Well, in our current insurance mix, we kind of bought a 12-month budget. We’re not really looking. So, it may be expensive for 12 months, but we may save hospitalizations, amputations. We may save all kinds of things 10 years down the road. Who’s accountable for that? Obviously, the patient is. But we need to make sure that we’re all focused on that. I know that all pharmacies aren’t where we are, but more and more are. I tell our staff, all the time, when we go in to talk to provider groups about doing services, that the bar is so low right now for pharmacy expectations. It’s dispensing, dispensing, dispensing.
So, we go in to talk to a payer. We talk to a health system. We talk to a provider group. I always have this conversation with them when we walk in: “Do we need to tell them about this?” “No. They’re used to nothing. They’re used to no communication. Anything we offer is a plus.” We can only build from there. And that’s where we, as a community pharmacy profession, need to be better about going in and building those relationships from the base, from the low expectations.
Troy Trygstad, PharmD, MBA, PhD: Expect more from me.
Tripp Logan, PharmD: Exactly.
Troy Trygstad, PharmD, MBA, PhD: Right? Expect more from me. One of my goals is to help you get home on time, meet your metrics and deliverable on your performance, and ultimately improve patients’ lives. That seems logical to me, right?

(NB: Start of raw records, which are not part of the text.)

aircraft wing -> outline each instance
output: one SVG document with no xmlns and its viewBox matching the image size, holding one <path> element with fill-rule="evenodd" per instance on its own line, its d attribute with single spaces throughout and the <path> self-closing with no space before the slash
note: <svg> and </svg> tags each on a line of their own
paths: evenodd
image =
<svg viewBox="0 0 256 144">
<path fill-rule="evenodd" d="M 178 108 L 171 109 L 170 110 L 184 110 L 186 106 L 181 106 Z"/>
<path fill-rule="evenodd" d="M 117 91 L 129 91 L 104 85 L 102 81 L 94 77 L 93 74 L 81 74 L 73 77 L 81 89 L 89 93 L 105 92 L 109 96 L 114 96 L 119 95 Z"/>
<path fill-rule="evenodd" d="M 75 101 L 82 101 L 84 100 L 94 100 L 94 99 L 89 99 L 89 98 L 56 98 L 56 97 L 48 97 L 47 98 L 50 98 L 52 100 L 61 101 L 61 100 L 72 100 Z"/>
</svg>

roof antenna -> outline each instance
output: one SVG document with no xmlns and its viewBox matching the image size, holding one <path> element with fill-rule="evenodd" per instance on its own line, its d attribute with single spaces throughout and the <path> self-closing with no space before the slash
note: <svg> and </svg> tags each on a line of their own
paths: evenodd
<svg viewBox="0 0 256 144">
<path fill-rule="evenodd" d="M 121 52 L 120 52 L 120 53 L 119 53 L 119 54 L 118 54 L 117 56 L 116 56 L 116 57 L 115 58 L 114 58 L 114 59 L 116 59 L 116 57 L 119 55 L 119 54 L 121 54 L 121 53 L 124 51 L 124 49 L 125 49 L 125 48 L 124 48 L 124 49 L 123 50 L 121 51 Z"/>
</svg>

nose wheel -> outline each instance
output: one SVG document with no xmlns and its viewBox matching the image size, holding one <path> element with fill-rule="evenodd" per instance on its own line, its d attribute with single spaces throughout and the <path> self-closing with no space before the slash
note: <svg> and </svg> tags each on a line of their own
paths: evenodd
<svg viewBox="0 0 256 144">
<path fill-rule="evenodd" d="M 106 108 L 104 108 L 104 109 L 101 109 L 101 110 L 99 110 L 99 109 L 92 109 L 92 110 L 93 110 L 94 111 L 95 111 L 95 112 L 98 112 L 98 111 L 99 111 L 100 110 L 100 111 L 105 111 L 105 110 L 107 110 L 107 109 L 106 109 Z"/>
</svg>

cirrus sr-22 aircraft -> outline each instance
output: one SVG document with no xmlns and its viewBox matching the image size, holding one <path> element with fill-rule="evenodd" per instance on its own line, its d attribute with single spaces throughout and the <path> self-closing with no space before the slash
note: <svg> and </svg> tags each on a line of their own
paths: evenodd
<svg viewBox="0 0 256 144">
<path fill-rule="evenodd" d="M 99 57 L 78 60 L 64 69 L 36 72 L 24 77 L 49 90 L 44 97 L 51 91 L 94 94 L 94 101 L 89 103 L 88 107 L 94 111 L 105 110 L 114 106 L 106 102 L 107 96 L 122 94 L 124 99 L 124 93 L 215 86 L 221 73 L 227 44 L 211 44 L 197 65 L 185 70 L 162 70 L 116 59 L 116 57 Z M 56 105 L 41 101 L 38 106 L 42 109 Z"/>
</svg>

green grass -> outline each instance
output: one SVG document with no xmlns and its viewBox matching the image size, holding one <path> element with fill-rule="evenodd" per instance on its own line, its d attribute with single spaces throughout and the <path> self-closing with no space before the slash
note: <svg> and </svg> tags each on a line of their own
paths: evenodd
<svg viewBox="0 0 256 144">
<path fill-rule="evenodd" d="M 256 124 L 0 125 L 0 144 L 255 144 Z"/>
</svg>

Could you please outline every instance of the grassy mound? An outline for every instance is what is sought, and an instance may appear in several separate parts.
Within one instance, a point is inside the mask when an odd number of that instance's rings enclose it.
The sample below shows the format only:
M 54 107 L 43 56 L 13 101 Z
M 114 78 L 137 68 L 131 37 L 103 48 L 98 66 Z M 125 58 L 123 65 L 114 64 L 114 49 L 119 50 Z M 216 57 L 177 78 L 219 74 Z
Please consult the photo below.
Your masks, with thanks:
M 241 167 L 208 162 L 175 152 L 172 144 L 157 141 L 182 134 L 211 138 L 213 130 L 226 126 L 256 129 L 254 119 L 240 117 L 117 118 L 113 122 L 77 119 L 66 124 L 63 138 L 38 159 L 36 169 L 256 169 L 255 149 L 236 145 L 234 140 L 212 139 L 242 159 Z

Dhiren Patel, PharmD: I think it might be happening. In the news, right now, you see what’s going on with someone like an Aetna and CVS Caremark. That’s exactly what you described. If you can get everyone aligned, in terms of the metrics, and the financials make sense, then, all of a sudden, I think they’re going to start caring. Up until now, there just wasn’t that reimbursement. If you look at it from a community pharmacy level, for those cognitive services—and you guys run a remarkable pharmacy down there—I could have other colleagues who would argue that, “Well, I’m being looked at and benchmarked for how many MPNs or immunizations I do.”
Tripp Logan, PharmD: Well we say the same thing.
Dhiren Patel, PharmD: “I just don’t have this time.” You ask many of the pharmacists, and all of them want more time to counsel. But they don’t necessarily have it because that’s not tied to any type of reimbursement or recognition of their cognitive services.